Le Grand Lac Salé est un vestige du lac Bonneville, un plan d’eau préhistorique qui recouvrait autrefois une grande partie de l’Utah, du Nevada et de l’Idaho. Il s’étend sur environ 2 500 km² mais depuis les années 1980, sa superficie a reculé de plus de moitié. L’Utah étant une région très sèche, les agriculteurs détournent les rivières qui l’alimentent pour irriguer leurs cultures, et ses eaux s’évaporent de plus en plus rapidement en raison du réchauffement climatique. Sa salinité, qui peut dépasser dix fois celle des océans, en fait l’un des environnements aquatiques les plus hostiles des États-Unis : à peine deux espèces animales y survivent ; une minuscule crevette primitive (Artemia franciscana) et une mouche (Ephydra hians).
À mesure que son niveau baisse, les zones asséchées laissent place à une poussière chargée en substances toxiques comme l’arsenic, le plomb, le mercure et autres métaux lourds que le vent transporte régulièrement vers Salt Lake City et ses environs. Il est donc considéré comme un lac en déclin et les autorités environnementales le surveillent de très près.
Récemment, en survolant la baie de Farmington, à la marge sud-est du lac, avec un hélicoptère équipé de capteurs électromagnétiques, des chercheurs ont mis au jour l’existence d’un immense réservoir d’eau douce dans ses profondeurs. Leurs travaux ont été publiés le 27 février 2026 dans la revue Scientific Reports, et l’équipe elle-même s’est vue déconcertée par l’étendue de cette nappe phréatique qui n’avait jamais été détectée auparavant.
Sous le sel, de l’eau !
La technique que les chercheurs ont utilisé pour trouver ce réservoir est appelée AEM (airborne electromagnetic) ; elle consiste à suspendre un anneau de capteurs électromagnétiques sous un hélicoptère qui survole la zone à étudier. À mesure que l’appareil avance, les capteurs émettent des champs électromagnétiques vers le sol et en analysent le retour, qui traduit la conductivité électrique des couches souterraines. Plus une couche conduit l’électricité, plus elle est saline ; moins elle la conduit, plus elle contient de l’eau douce. En cartographiant ces variations depuis les airs, les chercheurs ont ainsi pu identifier où commençait le réservoir, et jusqu’où il s’étendait.
Sous le fond du lac, la roche-mère plonge, laissant place à une cuvette colossale comblée par des sédiments saturés d’eau douce. Le réservoir pourrait s’étendre entre 3 et 4 kilomètres de profondeur selon les estimations de l’équipe, et il s’enfoncerait également bien au-delà de la superficie du lac, s’enfonçant vers le cœur du bassin de Farmington.

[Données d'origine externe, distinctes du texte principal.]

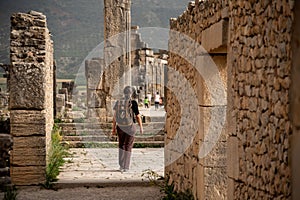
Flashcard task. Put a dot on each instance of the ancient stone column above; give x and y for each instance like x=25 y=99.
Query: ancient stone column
x=31 y=97
x=117 y=27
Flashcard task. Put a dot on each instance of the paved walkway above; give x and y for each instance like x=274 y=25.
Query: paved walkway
x=100 y=165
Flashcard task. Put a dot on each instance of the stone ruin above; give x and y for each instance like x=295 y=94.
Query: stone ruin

« Ce qui a été surprenant, ce n’est pas la croûte de sel que l’on observe en surface sur toute l’étendue de la playa [NDLR : étendue plate d’un ancien lac asséché], » explique l’hydrologue Bill Johnson. « C’est plutôt le fait que la nappe d’eau douce située juste en dessous s’étende aussi loin vers l’intérieur du lac, et peut-être même sous le lac tout entier. Nous n’en savons encore rien », continue-t-il.
Les chercheurs ont désormais pour objectifs de financer d’autres campagnes de prospection afin de vérifier si la cuvette rocheuse identifiée sous la baie de Farmington se prolonge vers le centre du lac. Même si les premières données relevées semblent pencher en faveur de cette hypothèse, impossible de le confirmer pleinement pour le moment.
Si l’hypothèse de Bill Johnson est vraie et que l’eau douce s’étend sous tout le lac, le réservoir pourrait potentiellement contenir plusieurs centaines de km3 d’eau. Même si elle s’avère erronée, les quantités seraient tout de même suffisantes pour humidifier les zones asséchées recouvertes de poussières toxiques pour empêcher qu’elles ne se dispersent dans l’atmosphère. « On doit d’abord comprendre le rôle positif que joue cette eau souterraine avant de commencer à puiser dedans à plus grande échelle », prévient Johnson. En effet, il ne faudrait pas, en cherchant à limiter la contamination locale, déstabiliser l’équilibre hydrologique de la nappe. Ce qui reviendrait, finalement, à reproduire sous la surface la même erreur qui a conduit le Grand Lac Salé à être dans cet état aujourd’hui.
- Des chercheurs ont découvert un réservoir d’eau douce sous le Grand Lac Salé, une révélation importante dans une région souffrant de pénurie d’eau.
- Cette nappe phréatique pourrait s’étendre sur plusieurs kilomètres et contenir des centaines de km³ d’eau, offrant une solution potentielle aux zones asséchées.
- Les scientifiques mettent en garde contre le risque de déstabiliser l’équilibre hydrologique en exploitant cette ressource.